A Combinatorial Approach to Synthetic Data Generation for Machine Learning
Krishna Khadka, Jaganmohan Chandrasekaran, Yu Lei, Raghu Kacker, D. Richard Kuhn

TL;DR
This paper introduces a new method for generating synthetic data that reduces the number of samples needed while maintaining model performance and improving privacy.
Contribution
The novel combinatorial sampling approach reduces sample size requirements and preserves model accuracy with fewer data points.
Findings
Combinatorial sampling achieves comparable model performance with fewer synthetic samples than random sampling.
The method maintains better accuracy when combined with differential privacy compared to traditional approaches.

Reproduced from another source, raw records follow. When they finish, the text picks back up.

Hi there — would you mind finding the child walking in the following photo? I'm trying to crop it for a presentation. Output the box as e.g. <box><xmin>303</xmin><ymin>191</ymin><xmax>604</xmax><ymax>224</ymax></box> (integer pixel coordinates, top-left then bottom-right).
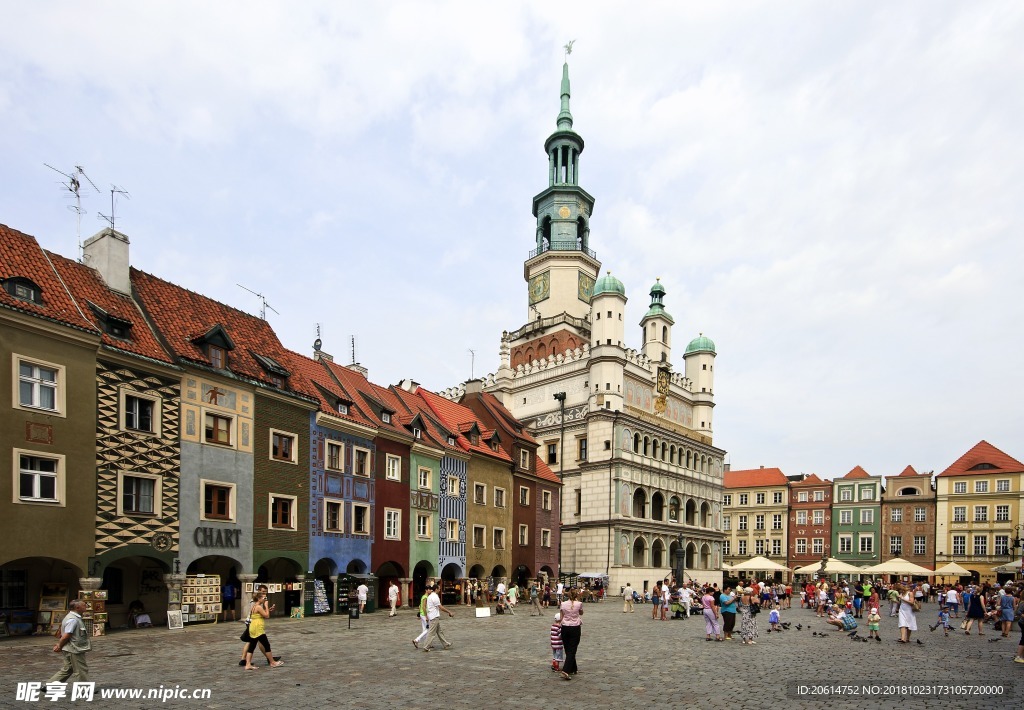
<box><xmin>867</xmin><ymin>607</ymin><xmax>882</xmax><ymax>641</ymax></box>
<box><xmin>551</xmin><ymin>614</ymin><xmax>565</xmax><ymax>673</ymax></box>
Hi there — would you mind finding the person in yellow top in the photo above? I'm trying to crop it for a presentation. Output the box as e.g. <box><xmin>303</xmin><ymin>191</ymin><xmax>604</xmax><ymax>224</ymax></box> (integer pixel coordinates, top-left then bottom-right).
<box><xmin>246</xmin><ymin>591</ymin><xmax>285</xmax><ymax>670</ymax></box>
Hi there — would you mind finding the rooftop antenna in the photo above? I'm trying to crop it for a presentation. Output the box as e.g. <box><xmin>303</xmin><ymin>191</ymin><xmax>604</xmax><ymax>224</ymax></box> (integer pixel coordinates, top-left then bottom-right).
<box><xmin>234</xmin><ymin>284</ymin><xmax>278</xmax><ymax>319</ymax></box>
<box><xmin>99</xmin><ymin>184</ymin><xmax>131</xmax><ymax>232</ymax></box>
<box><xmin>43</xmin><ymin>163</ymin><xmax>100</xmax><ymax>262</ymax></box>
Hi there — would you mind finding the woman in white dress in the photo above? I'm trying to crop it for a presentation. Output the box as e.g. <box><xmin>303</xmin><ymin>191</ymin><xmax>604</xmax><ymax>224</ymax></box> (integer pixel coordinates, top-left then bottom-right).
<box><xmin>896</xmin><ymin>584</ymin><xmax>918</xmax><ymax>643</ymax></box>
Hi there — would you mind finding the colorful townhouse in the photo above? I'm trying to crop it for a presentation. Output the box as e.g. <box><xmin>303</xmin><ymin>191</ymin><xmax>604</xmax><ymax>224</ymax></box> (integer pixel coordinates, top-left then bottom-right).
<box><xmin>831</xmin><ymin>466</ymin><xmax>885</xmax><ymax>567</ymax></box>
<box><xmin>935</xmin><ymin>441</ymin><xmax>1024</xmax><ymax>582</ymax></box>
<box><xmin>785</xmin><ymin>473</ymin><xmax>833</xmax><ymax>569</ymax></box>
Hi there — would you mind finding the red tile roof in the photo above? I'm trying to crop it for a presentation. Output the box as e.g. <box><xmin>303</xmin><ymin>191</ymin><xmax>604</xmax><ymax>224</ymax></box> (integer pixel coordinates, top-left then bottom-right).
<box><xmin>47</xmin><ymin>252</ymin><xmax>174</xmax><ymax>363</ymax></box>
<box><xmin>939</xmin><ymin>440</ymin><xmax>1024</xmax><ymax>476</ymax></box>
<box><xmin>725</xmin><ymin>468</ymin><xmax>790</xmax><ymax>488</ymax></box>
<box><xmin>790</xmin><ymin>473</ymin><xmax>831</xmax><ymax>486</ymax></box>
<box><xmin>131</xmin><ymin>268</ymin><xmax>317</xmax><ymax>399</ymax></box>
<box><xmin>0</xmin><ymin>224</ymin><xmax>98</xmax><ymax>333</ymax></box>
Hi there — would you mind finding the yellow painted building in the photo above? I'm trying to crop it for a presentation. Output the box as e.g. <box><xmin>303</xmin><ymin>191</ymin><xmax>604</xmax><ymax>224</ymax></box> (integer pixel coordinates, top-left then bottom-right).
<box><xmin>722</xmin><ymin>468</ymin><xmax>790</xmax><ymax>577</ymax></box>
<box><xmin>935</xmin><ymin>441</ymin><xmax>1024</xmax><ymax>582</ymax></box>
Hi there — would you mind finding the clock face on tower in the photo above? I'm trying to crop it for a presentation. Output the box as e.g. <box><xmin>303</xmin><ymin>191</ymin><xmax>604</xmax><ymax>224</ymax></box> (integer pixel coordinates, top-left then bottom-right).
<box><xmin>529</xmin><ymin>272</ymin><xmax>551</xmax><ymax>305</ymax></box>
<box><xmin>578</xmin><ymin>272</ymin><xmax>594</xmax><ymax>303</ymax></box>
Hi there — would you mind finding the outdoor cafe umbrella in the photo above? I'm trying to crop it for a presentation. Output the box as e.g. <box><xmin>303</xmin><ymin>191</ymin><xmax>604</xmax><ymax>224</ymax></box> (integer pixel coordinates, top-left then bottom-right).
<box><xmin>861</xmin><ymin>557</ymin><xmax>935</xmax><ymax>577</ymax></box>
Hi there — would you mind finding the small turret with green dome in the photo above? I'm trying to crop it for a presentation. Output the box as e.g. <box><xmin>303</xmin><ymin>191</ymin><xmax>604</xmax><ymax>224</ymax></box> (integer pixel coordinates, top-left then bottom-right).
<box><xmin>684</xmin><ymin>333</ymin><xmax>715</xmax><ymax>354</ymax></box>
<box><xmin>594</xmin><ymin>272</ymin><xmax>626</xmax><ymax>297</ymax></box>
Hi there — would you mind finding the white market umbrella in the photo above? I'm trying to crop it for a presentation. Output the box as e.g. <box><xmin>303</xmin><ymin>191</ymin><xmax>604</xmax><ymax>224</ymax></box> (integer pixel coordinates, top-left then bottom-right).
<box><xmin>935</xmin><ymin>562</ymin><xmax>970</xmax><ymax>577</ymax></box>
<box><xmin>732</xmin><ymin>556</ymin><xmax>790</xmax><ymax>572</ymax></box>
<box><xmin>794</xmin><ymin>557</ymin><xmax>863</xmax><ymax>575</ymax></box>
<box><xmin>861</xmin><ymin>557</ymin><xmax>935</xmax><ymax>577</ymax></box>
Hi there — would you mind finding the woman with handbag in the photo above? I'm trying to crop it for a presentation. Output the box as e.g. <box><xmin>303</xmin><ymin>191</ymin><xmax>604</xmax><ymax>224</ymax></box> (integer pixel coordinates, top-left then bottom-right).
<box><xmin>896</xmin><ymin>584</ymin><xmax>918</xmax><ymax>643</ymax></box>
<box><xmin>559</xmin><ymin>587</ymin><xmax>583</xmax><ymax>680</ymax></box>
<box><xmin>246</xmin><ymin>591</ymin><xmax>285</xmax><ymax>670</ymax></box>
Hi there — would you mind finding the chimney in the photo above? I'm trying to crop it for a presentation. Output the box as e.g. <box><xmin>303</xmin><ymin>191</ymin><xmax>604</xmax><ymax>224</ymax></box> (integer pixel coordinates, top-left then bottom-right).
<box><xmin>82</xmin><ymin>227</ymin><xmax>131</xmax><ymax>296</ymax></box>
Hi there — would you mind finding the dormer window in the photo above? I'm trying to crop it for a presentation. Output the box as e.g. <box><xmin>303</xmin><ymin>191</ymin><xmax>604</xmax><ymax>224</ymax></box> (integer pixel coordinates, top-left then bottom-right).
<box><xmin>207</xmin><ymin>344</ymin><xmax>227</xmax><ymax>370</ymax></box>
<box><xmin>2</xmin><ymin>277</ymin><xmax>43</xmax><ymax>305</ymax></box>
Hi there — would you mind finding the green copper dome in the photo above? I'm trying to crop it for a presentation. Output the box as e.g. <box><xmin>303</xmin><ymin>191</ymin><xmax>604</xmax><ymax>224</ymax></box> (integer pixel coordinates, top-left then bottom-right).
<box><xmin>593</xmin><ymin>272</ymin><xmax>626</xmax><ymax>298</ymax></box>
<box><xmin>684</xmin><ymin>333</ymin><xmax>715</xmax><ymax>354</ymax></box>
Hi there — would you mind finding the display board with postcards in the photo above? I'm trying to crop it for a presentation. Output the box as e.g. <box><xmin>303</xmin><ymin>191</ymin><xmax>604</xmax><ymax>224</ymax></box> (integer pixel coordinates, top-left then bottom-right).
<box><xmin>78</xmin><ymin>589</ymin><xmax>106</xmax><ymax>636</ymax></box>
<box><xmin>181</xmin><ymin>575</ymin><xmax>222</xmax><ymax>624</ymax></box>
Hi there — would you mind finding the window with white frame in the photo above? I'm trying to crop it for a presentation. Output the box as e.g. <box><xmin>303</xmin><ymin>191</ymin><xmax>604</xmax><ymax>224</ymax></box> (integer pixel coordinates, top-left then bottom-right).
<box><xmin>324</xmin><ymin>440</ymin><xmax>345</xmax><ymax>471</ymax></box>
<box><xmin>12</xmin><ymin>353</ymin><xmax>66</xmax><ymax>417</ymax></box>
<box><xmin>267</xmin><ymin>493</ymin><xmax>299</xmax><ymax>530</ymax></box>
<box><xmin>352</xmin><ymin>447</ymin><xmax>370</xmax><ymax>477</ymax></box>
<box><xmin>974</xmin><ymin>535</ymin><xmax>988</xmax><ymax>557</ymax></box>
<box><xmin>324</xmin><ymin>498</ymin><xmax>345</xmax><ymax>533</ymax></box>
<box><xmin>384</xmin><ymin>508</ymin><xmax>401</xmax><ymax>540</ymax></box>
<box><xmin>384</xmin><ymin>454</ymin><xmax>401</xmax><ymax>481</ymax></box>
<box><xmin>889</xmin><ymin>535</ymin><xmax>903</xmax><ymax>557</ymax></box>
<box><xmin>270</xmin><ymin>429</ymin><xmax>299</xmax><ymax>463</ymax></box>
<box><xmin>118</xmin><ymin>471</ymin><xmax>163</xmax><ymax>515</ymax></box>
<box><xmin>352</xmin><ymin>503</ymin><xmax>370</xmax><ymax>535</ymax></box>
<box><xmin>13</xmin><ymin>449</ymin><xmax>66</xmax><ymax>505</ymax></box>
<box><xmin>118</xmin><ymin>387</ymin><xmax>160</xmax><ymax>436</ymax></box>
<box><xmin>199</xmin><ymin>478</ymin><xmax>236</xmax><ymax>521</ymax></box>
<box><xmin>953</xmin><ymin>535</ymin><xmax>967</xmax><ymax>554</ymax></box>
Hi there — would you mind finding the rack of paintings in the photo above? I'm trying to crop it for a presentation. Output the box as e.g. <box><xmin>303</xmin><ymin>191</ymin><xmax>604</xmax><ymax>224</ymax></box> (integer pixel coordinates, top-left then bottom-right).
<box><xmin>78</xmin><ymin>589</ymin><xmax>106</xmax><ymax>636</ymax></box>
<box><xmin>181</xmin><ymin>575</ymin><xmax>221</xmax><ymax>624</ymax></box>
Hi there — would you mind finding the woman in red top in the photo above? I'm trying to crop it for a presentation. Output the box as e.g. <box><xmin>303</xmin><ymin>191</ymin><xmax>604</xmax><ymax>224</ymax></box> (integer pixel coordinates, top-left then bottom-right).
<box><xmin>559</xmin><ymin>587</ymin><xmax>583</xmax><ymax>680</ymax></box>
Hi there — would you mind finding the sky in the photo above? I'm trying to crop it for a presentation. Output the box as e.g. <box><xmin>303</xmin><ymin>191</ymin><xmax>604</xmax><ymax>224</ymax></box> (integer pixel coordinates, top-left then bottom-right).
<box><xmin>0</xmin><ymin>0</ymin><xmax>1024</xmax><ymax>477</ymax></box>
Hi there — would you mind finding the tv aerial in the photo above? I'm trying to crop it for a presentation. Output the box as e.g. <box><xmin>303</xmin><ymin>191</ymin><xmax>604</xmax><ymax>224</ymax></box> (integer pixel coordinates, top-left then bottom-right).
<box><xmin>43</xmin><ymin>163</ymin><xmax>102</xmax><ymax>261</ymax></box>
<box><xmin>236</xmin><ymin>284</ymin><xmax>281</xmax><ymax>321</ymax></box>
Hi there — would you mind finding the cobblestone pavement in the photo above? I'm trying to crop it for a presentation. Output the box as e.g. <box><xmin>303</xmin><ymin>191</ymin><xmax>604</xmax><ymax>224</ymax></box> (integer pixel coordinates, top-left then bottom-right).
<box><xmin>0</xmin><ymin>599</ymin><xmax>1024</xmax><ymax>710</ymax></box>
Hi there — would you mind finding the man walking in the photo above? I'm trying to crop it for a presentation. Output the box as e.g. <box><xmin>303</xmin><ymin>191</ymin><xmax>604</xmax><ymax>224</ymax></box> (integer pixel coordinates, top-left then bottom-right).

Model predictions are often influenced more by feature interactions than by using all features.
Abstract
Datasets used in machine learning often contain sensitive information, including personally identifiable health and financial details. A common challenge faced by organizations and researchers is the risk of privacy breaches when using real-world data. Synthetic data can be used as an alternative to the real-world data. In existing synthetic data generation techniques, an encoder processes the real-world data to map it into a lower-dimensional latent space. Random sampling is then performed in this latent space. Subsequently, a decoder network is utilized to generate synthetic data from these sampled points in the latent space. Such approaches typically require generating a large number of synthetic samples to approximate the performance of real-world data, subsequently slowing down downstream machine learning tasks. Addressing this, we introduce a combinatorial approach to sampling the…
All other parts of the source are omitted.